第7話 再会②

翌日、私はドライアドのモドゥ事うー姉が作ってくれた植物で編まれた小さな鞄を下げていた。

そして、エルと手を繋いでいる。


『それでは神様、私は先に獣人の里へ行っております』

「ああ、あちらで落ち合おう」

「うー姉、また後で」

「ああ、チハルまた後で会いましょうね」


小さく手を振るとうー姉は私を撫でてくれた。

そしてエルが私を抱きかかえると急に体が重くなった気がした。


「あれ......ここ」

「ああ、初めてチハルの魂とあった所だよ。私の暮らしている空間ともいえる」

「何もないのね」

「手厳しいな、だが、そうなんだ。
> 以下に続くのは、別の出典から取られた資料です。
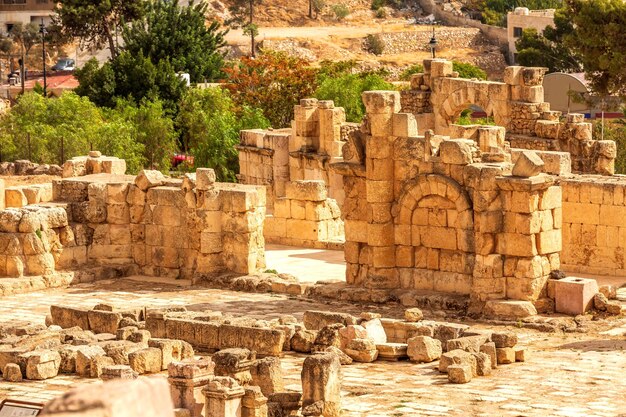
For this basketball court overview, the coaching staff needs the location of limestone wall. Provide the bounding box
[561,176,626,276]
[401,60,616,175]
[264,181,344,248]
[333,86,561,314]
[55,170,265,278]
[0,164,265,278]
[237,99,346,247]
だからたまにこうして下界を歩いて見て回るんだ」


そして、直ぐに体の重さを感じなくなった。

瞬きをすれば目の前には森が広がっている、自分達がいた森よりも手が入ったような見通しが利く森だった。


『神様、チハルお待ちしておりました』

「貴方様が創造主様ですか?」


うー姉と共に立っていたのはふわふわの長い毛並みで後頭部に向かって後ろに毛を束ね、鼻の上に丸眼鏡を乗せた猫族がいた。

更にその後ろにはこちらをそわそわと見ている鎧に身を包むみけ猫が居た。


「モドゥ私の正体を語ったのか」

『申し訳ありません、ですが長とここのみけ猫だけです』

「獣人里の長、私はエルという。この腕の中にいる子はチハルだ」

「......みけ、太?」


私はたまらずみけ太の名前を口にすると、二人の後ろに居たみけ猫の青年は耳をこちらに向けた。


「おや、みけ太こんな所にいたのか」

「みけ太なの?」

「~~っ!!」


エルと私がみけ太の名前を呼ぶと我慢できなくなったのか前に出たと思うと私達に飛びついてきた。
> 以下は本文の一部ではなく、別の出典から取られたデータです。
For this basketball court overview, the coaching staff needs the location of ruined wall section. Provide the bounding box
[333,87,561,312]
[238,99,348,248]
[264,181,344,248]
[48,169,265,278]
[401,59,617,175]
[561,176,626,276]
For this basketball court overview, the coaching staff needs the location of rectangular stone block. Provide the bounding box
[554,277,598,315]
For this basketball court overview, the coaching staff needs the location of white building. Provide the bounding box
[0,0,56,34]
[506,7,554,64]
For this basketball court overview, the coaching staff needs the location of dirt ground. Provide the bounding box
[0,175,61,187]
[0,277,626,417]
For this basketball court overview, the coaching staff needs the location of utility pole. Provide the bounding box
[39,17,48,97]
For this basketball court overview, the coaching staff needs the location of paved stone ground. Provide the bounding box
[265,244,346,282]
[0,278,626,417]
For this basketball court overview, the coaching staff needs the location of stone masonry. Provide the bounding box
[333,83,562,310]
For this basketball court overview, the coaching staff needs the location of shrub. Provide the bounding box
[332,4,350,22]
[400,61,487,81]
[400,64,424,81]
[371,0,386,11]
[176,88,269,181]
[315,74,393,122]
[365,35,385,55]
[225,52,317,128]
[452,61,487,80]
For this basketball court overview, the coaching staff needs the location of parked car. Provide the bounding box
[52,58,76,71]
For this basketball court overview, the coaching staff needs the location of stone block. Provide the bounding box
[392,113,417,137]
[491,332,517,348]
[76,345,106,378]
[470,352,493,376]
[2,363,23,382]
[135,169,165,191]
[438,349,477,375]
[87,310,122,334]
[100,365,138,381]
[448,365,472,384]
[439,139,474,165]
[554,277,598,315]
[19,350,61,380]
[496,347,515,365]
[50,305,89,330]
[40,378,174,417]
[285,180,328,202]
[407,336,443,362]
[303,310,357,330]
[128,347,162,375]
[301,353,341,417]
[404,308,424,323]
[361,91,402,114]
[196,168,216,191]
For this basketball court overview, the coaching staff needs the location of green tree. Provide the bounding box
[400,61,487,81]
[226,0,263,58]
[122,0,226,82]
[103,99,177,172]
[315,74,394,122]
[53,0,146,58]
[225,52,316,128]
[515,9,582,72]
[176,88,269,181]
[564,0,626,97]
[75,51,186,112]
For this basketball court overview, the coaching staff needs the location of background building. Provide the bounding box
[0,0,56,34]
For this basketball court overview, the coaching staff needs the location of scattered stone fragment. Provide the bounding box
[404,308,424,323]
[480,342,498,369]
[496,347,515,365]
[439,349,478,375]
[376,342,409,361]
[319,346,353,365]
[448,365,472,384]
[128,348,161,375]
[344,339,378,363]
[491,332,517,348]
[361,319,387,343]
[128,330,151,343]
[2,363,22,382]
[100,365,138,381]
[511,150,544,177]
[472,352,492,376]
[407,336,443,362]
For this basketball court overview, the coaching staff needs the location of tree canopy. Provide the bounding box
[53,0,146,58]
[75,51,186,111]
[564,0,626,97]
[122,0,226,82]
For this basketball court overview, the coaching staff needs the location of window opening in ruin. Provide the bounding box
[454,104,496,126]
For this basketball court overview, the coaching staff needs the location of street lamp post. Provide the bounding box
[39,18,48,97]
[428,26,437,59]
流石に人型の獣人にとびかかられると潰れるとおもい私が目を瞑るが痛みは来ない。


「こら、みけ太。猫の頃は良くても今のお前がとびかかればチハルがつぶれてしまうだろう」

「う、うるせぇっ!チハルだ、チハルの匂いだ!!」


スンスンと鼻を動かし大きな金色の瞳を潤ませるとその気が涙で濡れる。


「みけ太、大きくなったねぇ」

「チハル! 俺は大きくなっただけじゃなく、強くなったんだぜ!! 前の弱っちい体じゃないんだ!」


エルに下ろしてもらい、みけ太の傍に行くとしゃがんで大きな肉球で私の顔を挟む。

そして、ふーっと威嚇しながらエルを睨む。


「チハル、細っ子いな。こいつにいじめられたのか?」

「失敬な。私はチハルを守ったのですよ?」

『神様、長が里で細やかな歓迎会を準備してくださっているのでそちらに移動しませんか』

「おやそうなのか、では邪魔するとしよう」


言い合いを続けそうな雰囲気を察したのかうー姉が割って入る。

私はみけ太に肩車してもらい里へと向かったのだった。



「ここが、獣人の里です。大したおもてなしも出来ませんが、ゆっくりされてください」

「うむ感謝するぞ」


里に入れば猫さん達がいっぱいいた。

猫だけでなくネコ科が集まっている感じだった。


「みけ太は冒険してるの?」

「うん!冒険者ってやつだ。これでもSSランクなんだぞ」

「それって凄いの?」

「凄いんだぞー、なんてたってドラゴンを狩ったりするんだから」

「ふーん?」


強いといわれても言葉では出来なかった。

魔物といわれるものと戦った事もであったこともないからだった。


「私も強くなれるかなぁ?」

「うーん、チハルはまずはいっぱい食べていっぱい寝る事がチハルのやらなきゃいけない事だな!」


肩車から降ろしてもらうと、エルの隣に座る。

みけ太はそのまま食事の準備を手伝いに行ってしまった。


「みけ太変わっていたでしょう」

「うん! でも、とっても元気そうでよかった」

「これからはみけ太とも一緒に居れますからね」

「エルもうー姉も一緒?」


エルとうー姉を見ると頷いてくれたので私は嬉しくなった。

里の歓迎会で私はお肉を食べたり魚を食べたり、とにかくいろいろな物を食べることが出来きたのだった。